UKIP’S HIDDEN AGENDA
AFTER EASTLIEGH IT IS TIME
THAT UKIP FACED SOME SERIOUS QUESTIONING
David Cameron’s
characterisation of UKIP as being a party of fruitcakes and closet racists was
correct.[1]
Ed Miliband’s softer stance was more politically savvy;[2]
though the UKIP view of Johnny Foreigner being indistinguishable from a good
portion of the Tory right. It is also true, at one level, as one newspaper
columnist has observed that UKIP’s agenda is little more than a Victor
Meldrew ‘moan list,’ you know the
formula queue jumpers, benefit scroungers, the price of petrol, lazy workers,
foreigners taking British jobs and the
demise of British industry.[3]
UKIP has largely been given a free ride in the
media, presented constantly with an open goal of EU ineptitude.-If the EU had
hired a PR firm comprised of Mr Bean and Frank Spencer they could hardly have
made a greater hash of things. Still the rabid anti Europeanism of UKIP,
bordering at times on psychosis, hides a more sinister agenda, kept largely out
of sight for obvious reasons. A party of protest, as UKIP has now become, is an
empty vessel into which you can pour all of your legitimate anger, resentment,
gripes and prejudices. Thus we have people voting UKIP in protest at the loss
of their local library or the way a disabled son has been treated by the
benefits system. We now have the phenomenon of someone voting UKIP in protest
at spending cuts; this a party that believes that the Tories are lily livered
lefties when it comes to cutting public spending, they would go much much
further, eradicate the state from a whole range of basic service provision,
repeal all the remaining laws protecting organised and unorganised labour and
abolish the minimum wage. UKIP is a party of the far right, true it is closer
to the American tea Party movement than the BNP, but of the far right all the
same.
So for the second time in
a week I find my self criticizing the BBC. I understand why UKIP
representatives are constantly questioned on the European question, it is after
all their raison d'etre ; though I think there position is now pretty
clear, in case anybody out there is unclear, they want out. But as the party
now claims to be part of the political mainstream, a party with a whole raft of
policies, isn't it time they were grilled on these? For example, “you say the
government has not cut enough, where would you cut, have you done the maths?”

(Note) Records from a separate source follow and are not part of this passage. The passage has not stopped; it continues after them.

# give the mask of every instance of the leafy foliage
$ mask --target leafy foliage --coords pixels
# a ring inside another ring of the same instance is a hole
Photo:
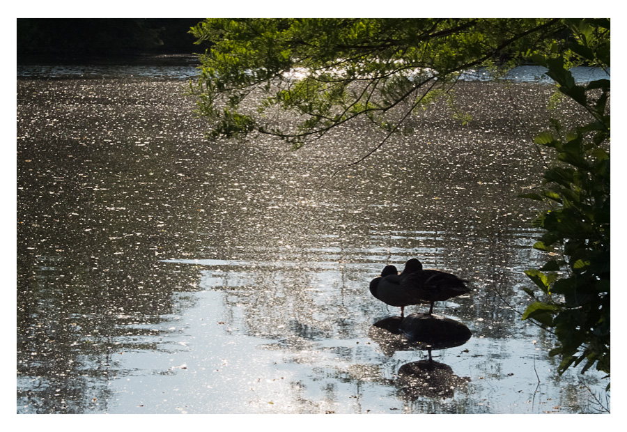
[[[214,45],[190,93],[213,137],[261,132],[298,147],[357,118],[392,132],[448,94],[463,71],[514,62],[563,27],[532,19],[207,20],[192,29]],[[296,128],[272,122],[288,113]]]
[[[567,24],[573,37],[563,47],[554,47],[555,55],[533,58],[591,120],[569,130],[552,120],[553,130],[535,138],[555,151],[557,162],[544,173],[538,192],[522,195],[550,206],[534,222],[544,230],[534,247],[550,252],[549,259],[540,269],[525,272],[536,289],[525,289],[534,301],[522,318],[555,329],[559,344],[550,354],[561,355],[560,373],[586,360],[582,373],[596,364],[609,376],[610,80],[579,86],[567,67],[582,61],[610,67],[610,22],[570,20]]]
[[[610,81],[579,86],[568,72],[609,68],[608,20],[215,19],[191,31],[213,44],[189,88],[210,136],[270,134],[297,148],[357,118],[391,134],[435,97],[467,121],[450,91],[464,71],[532,59],[546,66],[591,120],[568,130],[553,121],[535,139],[557,160],[544,187],[525,195],[550,206],[534,222],[545,230],[535,247],[550,254],[527,272],[536,288],[525,290],[534,302],[523,318],[555,328],[560,371],[587,360],[584,371],[596,364],[609,373]],[[293,121],[273,121],[288,114]]]

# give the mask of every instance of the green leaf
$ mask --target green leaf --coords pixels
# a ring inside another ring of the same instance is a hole
[[[552,325],[553,315],[558,308],[541,302],[534,302],[527,307],[522,314],[522,320],[532,318],[545,325]]]
[[[543,201],[544,199],[539,194],[535,193],[520,194],[518,198],[529,198],[529,199],[535,199],[536,201]]]
[[[534,291],[532,289],[527,288],[526,286],[523,286],[522,291],[531,295],[532,298],[536,298],[536,293],[534,293]]]
[[[544,244],[544,242],[536,242],[534,243],[534,249],[537,249],[541,251],[546,251],[548,252],[552,252],[553,248],[550,247]]]
[[[533,282],[537,285],[545,294],[548,294],[549,291],[549,286],[550,285],[550,278],[534,268],[525,271],[525,274],[529,277]]]
[[[534,142],[540,145],[550,144],[553,142],[553,135],[548,131],[541,132],[534,138]]]
[[[563,262],[563,261],[562,261]],[[555,260],[548,261],[544,265],[540,268],[543,272],[557,272],[561,268],[559,263]]]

This might at least go some way to eradicate the preposterous phenomenon of
voters appalled by the current carnage being wreaked upon community services
from considering voting UKIP.
[1] Though I do not believe
that UKIP voters all fall into this category.
[2] Miliband was too mindful
of the point above.
[3] Of course some of
these concerns are legitimate, the require important questions, though whatever
the answers might be you can be pretty sure it is not UKIP.